Giter Club home page Giter Club logo

dis86's Introduction

Dis86

Dis86 is a decompiler for 16-bit real-mode x86 DOS binaries.

Purpose

Dis86 has been built for doing reverse-engineering work such as analyzing and re-implementing old DOS video games from the early 1990s. The project is a work-in-progress and the development team makes no guarantees it will work or be useful out-of-the-box for any applications other than their own. Features and improvements are made on-demand as needed.

Goals and Non-goals

Goals:

  • Support reverse-engineering 16-bit real-mode x86 DOS binaries
  • Generate code that is semantically correct (in so far as practical)
  • Generate code that integrates will with a hybrid-runtime system (Hydra) [currently unreleased]
  • Avoid making many assumptions or using heuristics that can lead to broken decompiled code
  • Be hackable and easy to extend as required
  • Automate away common manual transformations and let a human reverser focus on the subjective tasks a computer cannot do well (e.g. naming things)

Non-goals:

  • Output code beauty (semantic correctness is more important)
  • Re-compilable to equivalent binaries

Also, we generally prefer manual configuration/annotation tables to flawed heuristics that will generate incorrect code.

Discussion of Internals

Discussion of the internals will be published periodically on the author's blog: xorvoid

Building

Assuming you have rust and cargo installed:

just build

Some Commands

Emit Disassembly:

./target/debug/dis86 --config <your_config.bsl> --binary <raw_text_segment> --name <function_name> --emit-dis <output-file>

Emit initial Intermediate Representation (IR):

./target/debug/dis86 --config <your_config.bsl> --binary <raw_text_segment> --name <function_name> --emit-ir-initial <output-file>

Emit final (optimized) Intermediate Representation (IR):

./target/debug/dis86 --config <your_config.bsl> --binary <raw_text_segment> --name <function_name> --emit-ir-final <output-file>

Visualize the control-flow graph with graphviz:

./target/debug/dis86 --config <your_config.bsl> --binary <raw_text_segment> --name <function_name> --emit-graph /tmp/ctrlflow.dot
dot -Tpng /tmp/ctrlflow.dot > /tmp/control_flow_graph.png
open /tmp/control_flow_graph.png

Emit inferred higher-level control-flow structure:

./target/debug/dis86 --config <your_config.bsl> --binary <raw_text_segment> --name <function_name> --emit-ctrlflow <output-file>

Emit an Abstract Syntax Tree (AST):

./target/debug/dis86 --config <your_config.bsl> --binary <raw_text_segment> --name <function_name> --emit-ast <output-file>

Emit C code:

./target/debug/dis86 --config <your_config.bsl> --binary <raw_text_segment> --name <function_name> --emit-code <output-file>

Caveats & Limitations

Primary development goal is to support an ongoing reverse-engineering and reimplementation project. The decompiler is also designed to emit code that integrates well with a hybrid runtime system (called Hydra) that is used to run a partially-decompiled / reimplemented project. As such, uses that fall out of this scope have been unconsidered and may have numerous unknown issues.

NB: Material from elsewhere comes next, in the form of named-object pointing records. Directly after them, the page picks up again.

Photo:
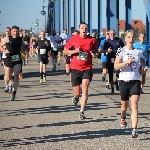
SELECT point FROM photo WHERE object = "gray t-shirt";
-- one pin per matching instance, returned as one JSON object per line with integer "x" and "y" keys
{"x": 131, "y": 71}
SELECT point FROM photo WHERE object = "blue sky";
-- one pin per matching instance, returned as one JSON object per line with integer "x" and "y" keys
{"x": 24, "y": 13}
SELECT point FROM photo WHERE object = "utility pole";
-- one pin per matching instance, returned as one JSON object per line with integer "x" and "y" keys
{"x": 0, "y": 13}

Some specific known limitations:

  • The decompiler accepts only a flat binary region for the text segment. It doesn't handle common binary file-formats (e.g. MZ) at the moment.
  • Handling of many 8086 opcodes are unimplemented in the assembly->ir build step. Implementations are added as needed.
  • Handling of some IR ops are unimplemented in the ir->ast convert step. Implementations are added as needed.
  • Control-flow synthesis is limited to while-loops, if-stmts, and switch-stmts. If-else is unimplemented.
  • Block scheduling and placement is very unoptimal for more complicated control-flow.
  • ... and many more ...

Future Plans / Wishlist

Feature wishlist

  • Array accesses
  • Compound types (struct and unions)
  • Synthesizing struct/union member access
  • If-else statements
  • Pointer analysis and arithmetic
  • More "u16 pair -> u32" fusing
  • Improved type-aware IR
  • Less verbose output C code patterns for common operations (e.g. passing pointer as a function call arg)

Prehistoric versions

Dis86 began life as a simple disassembler and 1-to-1 instruction => C-statement decompiler that integrated well with the Hydra Runtime. Over time it gained complexity and it became difficult to implement more sophisticated transformations. So, it was rebuilt and rearchitected with a proper SSA IR.

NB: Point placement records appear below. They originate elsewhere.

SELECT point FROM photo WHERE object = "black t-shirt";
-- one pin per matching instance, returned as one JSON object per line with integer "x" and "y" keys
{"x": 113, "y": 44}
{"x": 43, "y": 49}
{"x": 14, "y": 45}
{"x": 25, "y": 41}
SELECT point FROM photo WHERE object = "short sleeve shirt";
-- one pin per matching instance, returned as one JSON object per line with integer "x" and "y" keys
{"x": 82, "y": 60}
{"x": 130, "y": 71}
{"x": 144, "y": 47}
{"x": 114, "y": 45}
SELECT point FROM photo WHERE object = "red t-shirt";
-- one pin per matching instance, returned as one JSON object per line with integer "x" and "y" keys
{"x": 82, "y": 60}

The older versions remain in the repo under old/. In particular, old/v2 was much less sophisticated albeit more complete in terms of the input machine-code it could handle.

These versions remain as sometimes they are still useful when the latest version is missing some feature.

dis86's People

Contributors

xorvoid avatar

Stargazers

Andrea Boscarino avatar Nancy avatar Kenneth J Davis avatar Matt Barnard avatar Laura Kirsch avatar Robert Riebisch avatar Nikolai Wuttke-Hohendorf avatar Neuvieme Porte avatar Evan Richter avatar Media Explorer avatar Maximilien Noal avatar Larson T. avatar  avatar RVU avatar  avatar x0r avatar yibit avatar Shae Erisson avatar Mihai Todor avatar Max Bernstein avatar kai avatar Alec avatar Devin Smith avatar Sven Sackers avatar B. Reino avatar  avatar Rakuram avatar Michael Büsch avatar

Watchers

 avatar  avatar

Forkers

neuviemeporte

dis86's Issues

Add a license

I know at least one of your other projects (Forsp) uses MIT. I'd say that or UPL would be nice to add here if you want to have the license permissive. Personally, I still like copy-left licenses, but I know the trend lately has been more towards permissive licenses. Really though, about anything OSI approved would be appreciated.

Hi

Hi, it seems we doing similar things with reverse enginerring:
https://github.com/xor2003/libdosbox
I discovered a method to achieve full source code translation within a few weeks by comparing each translated instruction in an emulator.
https://github.com/xor2003/masm2c
You’ve taken it a step further by creating a decompiler. Perhaps it makes sense to merge our efforts.
Before finding your project, I was considering reusing the angr decompiler and https://github.com/albertan017/LLM4Decompile

Recommend Projects

  • React photo React

    A declarative, efficient, and flexible JavaScript library for building user interfaces.

  • Vue.js photo Vue.js

    🖖 Vue.js is a progressive, incrementally-adoptable JavaScript framework for building UI on the web.

  • Typescript photo Typescript

    TypeScript is a superset of JavaScript that compiles to clean JavaScript output.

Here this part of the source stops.